The program, quite simply, worked. States quickly saw results. One study of the impact of CHIP in New York “showed that pre-existing racial/ethnic disparities in access, unmet need, and continuity of care among children were virtually eliminated during the year following their enrollment in CHIP,” the Kaiser Family Foundation notes.
Nationally, kids’ uninsured rate has fallen in half since Congress created CHIP (and further since the Affordable Care Act took effect). This has all happened while uninsured rates for adults has remained much higher.
Kids on CHIP are more likely to go to the dentist than those who are uninsured.
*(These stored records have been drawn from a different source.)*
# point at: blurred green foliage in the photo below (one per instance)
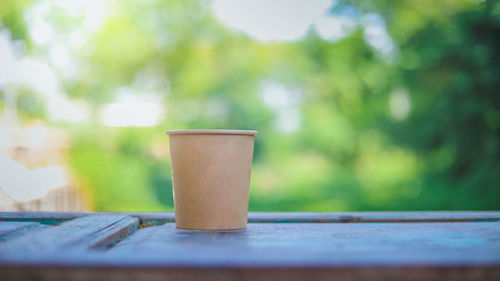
(350, 151)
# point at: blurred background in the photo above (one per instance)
(360, 105)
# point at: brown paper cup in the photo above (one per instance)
(211, 177)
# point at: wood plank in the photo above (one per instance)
(470, 244)
(297, 244)
(8, 227)
(49, 218)
(11, 230)
(289, 251)
(79, 234)
(148, 219)
(404, 273)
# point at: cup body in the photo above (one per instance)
(211, 177)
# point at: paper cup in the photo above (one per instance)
(211, 177)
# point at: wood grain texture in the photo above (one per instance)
(148, 219)
(275, 246)
(11, 230)
(79, 234)
(297, 244)
(404, 273)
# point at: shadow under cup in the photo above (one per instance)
(211, 177)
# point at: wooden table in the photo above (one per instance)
(274, 246)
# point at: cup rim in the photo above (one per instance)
(211, 132)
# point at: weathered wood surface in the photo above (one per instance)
(81, 234)
(274, 246)
(9, 230)
(148, 219)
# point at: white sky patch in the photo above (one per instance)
(285, 101)
(399, 104)
(377, 37)
(23, 184)
(288, 120)
(26, 71)
(133, 110)
(276, 95)
(335, 27)
(271, 20)
(66, 110)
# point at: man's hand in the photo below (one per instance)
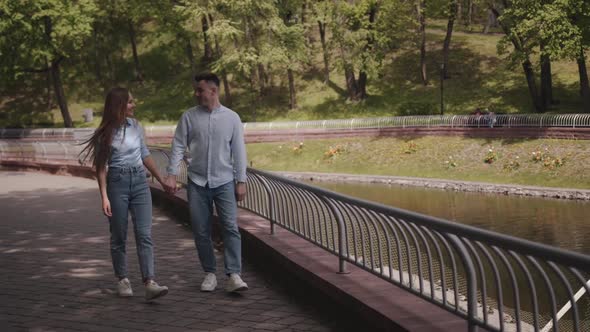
(240, 191)
(169, 184)
(106, 207)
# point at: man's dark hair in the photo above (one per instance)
(207, 77)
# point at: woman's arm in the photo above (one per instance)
(101, 176)
(151, 166)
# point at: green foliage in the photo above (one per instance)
(417, 108)
(33, 33)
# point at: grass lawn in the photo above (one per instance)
(563, 163)
(479, 78)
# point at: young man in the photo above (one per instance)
(214, 137)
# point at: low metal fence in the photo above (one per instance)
(494, 281)
(428, 121)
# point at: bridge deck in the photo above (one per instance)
(56, 272)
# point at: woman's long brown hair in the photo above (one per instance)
(98, 147)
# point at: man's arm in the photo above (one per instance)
(238, 148)
(179, 144)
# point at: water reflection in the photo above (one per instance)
(561, 223)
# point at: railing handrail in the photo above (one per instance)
(529, 247)
(580, 120)
(473, 273)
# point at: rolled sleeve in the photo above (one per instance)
(179, 144)
(238, 147)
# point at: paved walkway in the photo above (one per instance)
(56, 275)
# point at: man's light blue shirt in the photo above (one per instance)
(128, 147)
(215, 141)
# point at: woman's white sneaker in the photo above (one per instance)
(209, 283)
(235, 283)
(154, 291)
(124, 288)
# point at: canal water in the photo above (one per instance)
(561, 223)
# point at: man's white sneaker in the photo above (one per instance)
(235, 283)
(124, 288)
(209, 283)
(154, 291)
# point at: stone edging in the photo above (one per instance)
(481, 187)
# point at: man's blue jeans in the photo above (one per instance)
(201, 201)
(128, 192)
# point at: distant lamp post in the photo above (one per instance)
(442, 90)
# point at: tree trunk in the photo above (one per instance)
(420, 5)
(546, 80)
(362, 86)
(322, 27)
(470, 7)
(49, 87)
(262, 79)
(208, 53)
(60, 95)
(490, 22)
(138, 73)
(351, 85)
(292, 92)
(584, 85)
(97, 58)
(56, 78)
(447, 42)
(190, 54)
(532, 85)
(224, 79)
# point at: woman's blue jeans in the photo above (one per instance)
(201, 201)
(128, 192)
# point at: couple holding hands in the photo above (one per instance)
(213, 135)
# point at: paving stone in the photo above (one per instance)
(57, 272)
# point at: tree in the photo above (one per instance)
(559, 28)
(290, 38)
(364, 32)
(40, 36)
(421, 16)
(322, 12)
(515, 21)
(452, 12)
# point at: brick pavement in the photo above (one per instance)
(56, 275)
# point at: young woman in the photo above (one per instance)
(118, 144)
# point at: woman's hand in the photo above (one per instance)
(106, 207)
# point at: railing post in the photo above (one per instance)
(341, 235)
(471, 281)
(271, 201)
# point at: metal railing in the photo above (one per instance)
(494, 281)
(429, 121)
(454, 121)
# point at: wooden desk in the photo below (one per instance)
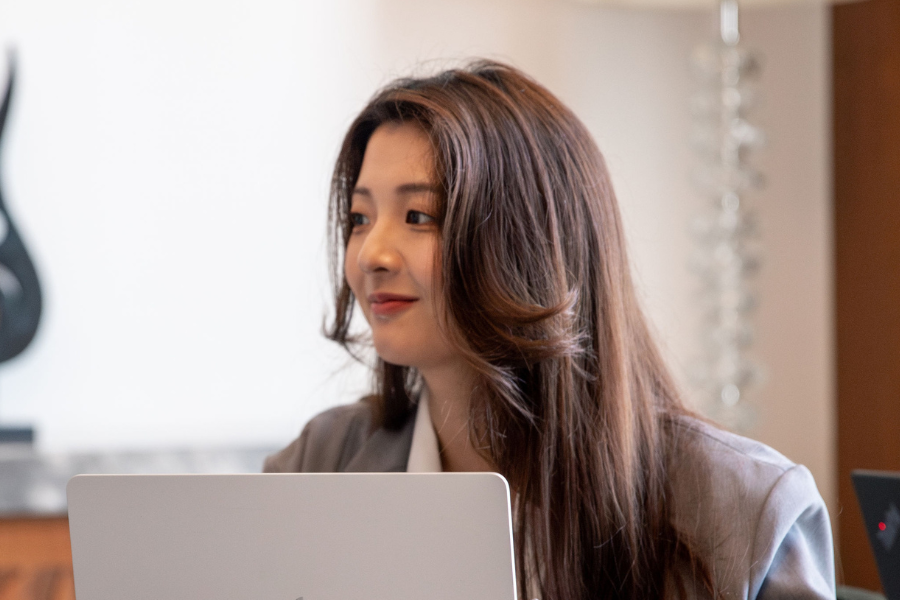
(35, 559)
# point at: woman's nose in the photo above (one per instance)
(379, 250)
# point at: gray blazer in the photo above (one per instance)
(756, 517)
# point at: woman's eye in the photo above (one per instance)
(415, 217)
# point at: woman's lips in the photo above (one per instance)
(385, 304)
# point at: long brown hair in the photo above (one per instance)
(574, 403)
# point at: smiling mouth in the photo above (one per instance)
(384, 305)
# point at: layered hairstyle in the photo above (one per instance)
(574, 404)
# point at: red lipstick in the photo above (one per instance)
(385, 304)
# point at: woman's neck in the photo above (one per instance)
(449, 393)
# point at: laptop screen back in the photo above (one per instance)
(290, 536)
(879, 498)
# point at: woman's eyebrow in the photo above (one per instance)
(417, 188)
(403, 189)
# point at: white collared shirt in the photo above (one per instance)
(424, 453)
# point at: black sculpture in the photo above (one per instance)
(20, 292)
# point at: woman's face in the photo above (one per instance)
(390, 262)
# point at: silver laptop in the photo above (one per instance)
(395, 536)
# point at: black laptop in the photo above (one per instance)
(878, 493)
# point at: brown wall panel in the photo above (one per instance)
(866, 47)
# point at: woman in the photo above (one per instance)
(478, 231)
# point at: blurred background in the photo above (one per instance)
(167, 165)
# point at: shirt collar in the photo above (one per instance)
(424, 453)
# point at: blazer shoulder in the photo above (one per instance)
(327, 442)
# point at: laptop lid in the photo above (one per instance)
(396, 536)
(878, 493)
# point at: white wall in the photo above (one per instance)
(168, 163)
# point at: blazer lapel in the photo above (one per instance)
(384, 451)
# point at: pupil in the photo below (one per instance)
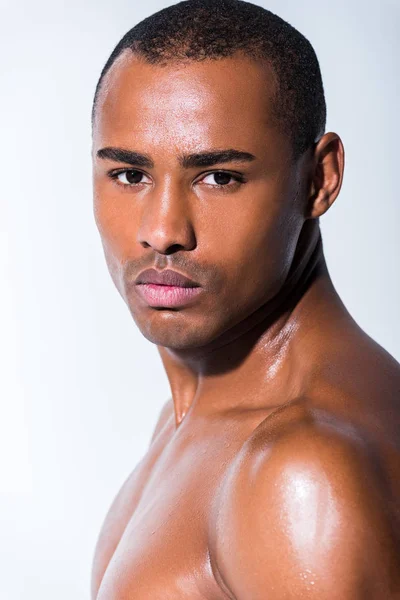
(222, 178)
(133, 176)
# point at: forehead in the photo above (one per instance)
(225, 102)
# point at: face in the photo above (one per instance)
(206, 187)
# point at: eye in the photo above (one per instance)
(222, 179)
(128, 177)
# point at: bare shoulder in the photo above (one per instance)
(304, 512)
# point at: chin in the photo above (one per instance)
(171, 329)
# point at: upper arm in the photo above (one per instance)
(306, 519)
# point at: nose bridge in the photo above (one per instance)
(165, 219)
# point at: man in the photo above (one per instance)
(274, 469)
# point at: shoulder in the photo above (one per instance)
(304, 512)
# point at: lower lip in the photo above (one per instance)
(167, 296)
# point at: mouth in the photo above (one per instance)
(166, 289)
(167, 296)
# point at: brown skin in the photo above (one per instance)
(274, 469)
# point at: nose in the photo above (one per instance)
(165, 224)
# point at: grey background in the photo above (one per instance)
(80, 388)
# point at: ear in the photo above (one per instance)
(326, 176)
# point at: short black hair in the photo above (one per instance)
(196, 30)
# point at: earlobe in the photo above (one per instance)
(327, 175)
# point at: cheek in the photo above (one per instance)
(256, 247)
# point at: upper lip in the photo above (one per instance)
(166, 277)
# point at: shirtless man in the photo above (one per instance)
(274, 469)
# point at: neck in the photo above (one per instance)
(264, 360)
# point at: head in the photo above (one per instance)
(209, 158)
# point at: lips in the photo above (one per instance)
(166, 277)
(166, 289)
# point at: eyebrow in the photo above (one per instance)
(187, 161)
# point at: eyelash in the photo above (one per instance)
(236, 176)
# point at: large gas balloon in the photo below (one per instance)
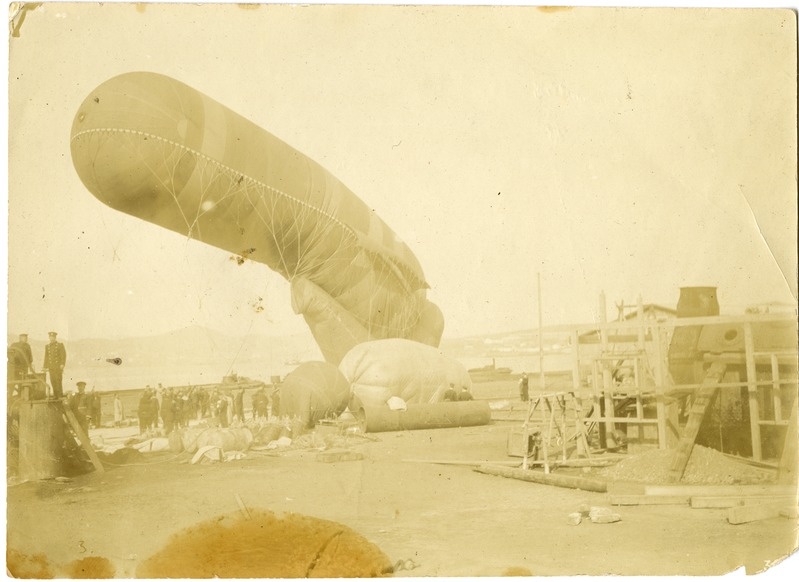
(155, 148)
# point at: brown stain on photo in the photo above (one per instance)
(21, 565)
(93, 567)
(552, 9)
(267, 546)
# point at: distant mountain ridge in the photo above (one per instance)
(187, 346)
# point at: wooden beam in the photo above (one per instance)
(649, 499)
(727, 501)
(790, 452)
(84, 440)
(550, 479)
(751, 380)
(699, 407)
(720, 490)
(749, 513)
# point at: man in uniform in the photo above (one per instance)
(465, 395)
(55, 358)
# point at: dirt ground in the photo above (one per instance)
(437, 520)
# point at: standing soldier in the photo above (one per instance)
(119, 411)
(55, 358)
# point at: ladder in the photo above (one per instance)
(83, 438)
(555, 405)
(704, 396)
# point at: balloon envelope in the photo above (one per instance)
(157, 149)
(313, 391)
(415, 372)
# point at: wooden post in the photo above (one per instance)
(607, 380)
(776, 391)
(789, 457)
(660, 381)
(540, 338)
(41, 435)
(751, 382)
(575, 337)
(562, 403)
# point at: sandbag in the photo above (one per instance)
(415, 372)
(227, 439)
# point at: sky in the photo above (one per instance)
(630, 151)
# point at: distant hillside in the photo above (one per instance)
(193, 345)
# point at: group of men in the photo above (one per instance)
(20, 361)
(450, 395)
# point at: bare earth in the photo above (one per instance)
(440, 520)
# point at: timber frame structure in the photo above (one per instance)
(628, 361)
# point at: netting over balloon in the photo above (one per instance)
(157, 149)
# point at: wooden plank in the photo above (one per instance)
(463, 463)
(775, 388)
(754, 404)
(545, 479)
(720, 490)
(41, 438)
(84, 440)
(698, 409)
(790, 451)
(750, 513)
(726, 501)
(650, 499)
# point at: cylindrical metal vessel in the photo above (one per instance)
(422, 416)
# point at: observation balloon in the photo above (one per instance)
(155, 148)
(313, 391)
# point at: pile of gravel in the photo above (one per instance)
(705, 467)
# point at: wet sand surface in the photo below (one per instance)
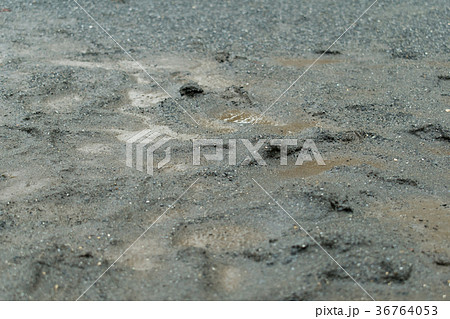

They are less likely to have unmet needs for necessary medical services, like getting prescription eyeglasses or mental health counseling.
One recent government evaluation of CHIP found that kids on CHIP tend to have access to care that is roughly equivalent to that of kids who are on private, employer-sponsored coverage through their parents. And “compared to uninsured children, children enrolled in Medicaid or CHIP have substantially better access to health care services,” the same report found.
But now all of this progress is at risk. CHIP programs have so far subsisted on money left over from their last round of budgeting five years ago. That won’t last.
Congress can fix this problem. If Republicans and Democrats can get together like they did in 1997, they could save the government money, extend CHIP’s budget for another decade, and take the program out of limbo. But up until now, they’ve shown little interest in doing so — and millions of Americans are left anxious as a result.